You can’t fly a quad very far for extended periods. It’s simply not efficient enough vs something like a fixed wing UAV. Wrong tool for this job IMO.
 
#7
You rarely need to know the weather in a specific area of the ground, most of the things that affect ground conditions happen much higher up in the atmosphere than you can fly a quad.
You can’t fly a quad very far for extended periods. It’s simply not efficient enough vs something like a fixed wing UAV. Wrong tool for this job IMO.
Yes I see.
So in the environment field, what is the tasks that a Quadcopter can do efficiently?
 

FDS

Well-known member
#8
Anything where the hover, manoeuvrability and payload capacity is an advantage over duration. I am not an environmental scientist. Why not do some market research before designing your quad? Also get some FPV flying in and make a few test builds with automated control in stuff like wings or the FT Explorer?
 
#9
Anything where the hover, manoeuvrability and payload capacity is an advantage over duration.
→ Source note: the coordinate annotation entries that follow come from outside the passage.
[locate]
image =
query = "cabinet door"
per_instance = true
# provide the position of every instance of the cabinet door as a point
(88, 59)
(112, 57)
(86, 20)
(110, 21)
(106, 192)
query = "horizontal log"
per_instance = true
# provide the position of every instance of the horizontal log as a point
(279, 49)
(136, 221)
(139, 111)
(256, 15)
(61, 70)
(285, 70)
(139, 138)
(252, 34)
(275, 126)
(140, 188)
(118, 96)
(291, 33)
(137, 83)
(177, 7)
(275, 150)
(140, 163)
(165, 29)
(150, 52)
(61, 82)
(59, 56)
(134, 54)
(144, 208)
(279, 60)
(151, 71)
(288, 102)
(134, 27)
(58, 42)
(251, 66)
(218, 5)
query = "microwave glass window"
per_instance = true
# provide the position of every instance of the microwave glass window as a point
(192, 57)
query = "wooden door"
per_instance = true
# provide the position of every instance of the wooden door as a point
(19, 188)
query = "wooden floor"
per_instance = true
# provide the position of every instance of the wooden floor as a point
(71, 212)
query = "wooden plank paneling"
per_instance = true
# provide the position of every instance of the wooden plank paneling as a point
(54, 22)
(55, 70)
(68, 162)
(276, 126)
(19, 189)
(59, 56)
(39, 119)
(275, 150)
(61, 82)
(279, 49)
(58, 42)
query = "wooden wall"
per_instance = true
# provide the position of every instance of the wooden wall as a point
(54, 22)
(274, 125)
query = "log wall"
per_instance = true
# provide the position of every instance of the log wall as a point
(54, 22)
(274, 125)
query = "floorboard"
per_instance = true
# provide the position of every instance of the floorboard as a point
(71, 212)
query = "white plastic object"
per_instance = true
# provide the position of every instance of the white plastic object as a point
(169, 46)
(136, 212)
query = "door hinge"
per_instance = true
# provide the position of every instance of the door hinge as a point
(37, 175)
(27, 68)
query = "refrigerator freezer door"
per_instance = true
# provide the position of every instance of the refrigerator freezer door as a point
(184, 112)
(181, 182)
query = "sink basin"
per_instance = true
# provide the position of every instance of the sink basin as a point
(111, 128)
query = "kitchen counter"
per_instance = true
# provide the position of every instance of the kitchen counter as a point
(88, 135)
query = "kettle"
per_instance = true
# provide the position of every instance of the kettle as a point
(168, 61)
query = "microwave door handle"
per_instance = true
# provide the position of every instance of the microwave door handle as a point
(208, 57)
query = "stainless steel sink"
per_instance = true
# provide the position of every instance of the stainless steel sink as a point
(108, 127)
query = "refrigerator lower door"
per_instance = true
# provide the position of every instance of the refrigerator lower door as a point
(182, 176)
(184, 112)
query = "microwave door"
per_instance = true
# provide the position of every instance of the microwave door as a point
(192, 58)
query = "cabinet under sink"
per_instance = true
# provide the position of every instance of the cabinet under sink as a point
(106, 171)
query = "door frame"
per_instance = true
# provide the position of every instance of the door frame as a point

I am not an environmental scientist. Why not do some market research before designing your quad? Also get some FPV flying in and make a few test builds with automated control in stuff like wings or the FT Explorer?
To be clear, I always prefer the fixed wing uav.
The FT explorer is a good choice to begin with?
You think its easy to build it?
 

FDS

Well-known member
#10
I haven’t built it. All FT designs are fairly easy. The wing on the Explorer is the hard part, they fold sometimes. There’s a whole thread on here about reinforcing it.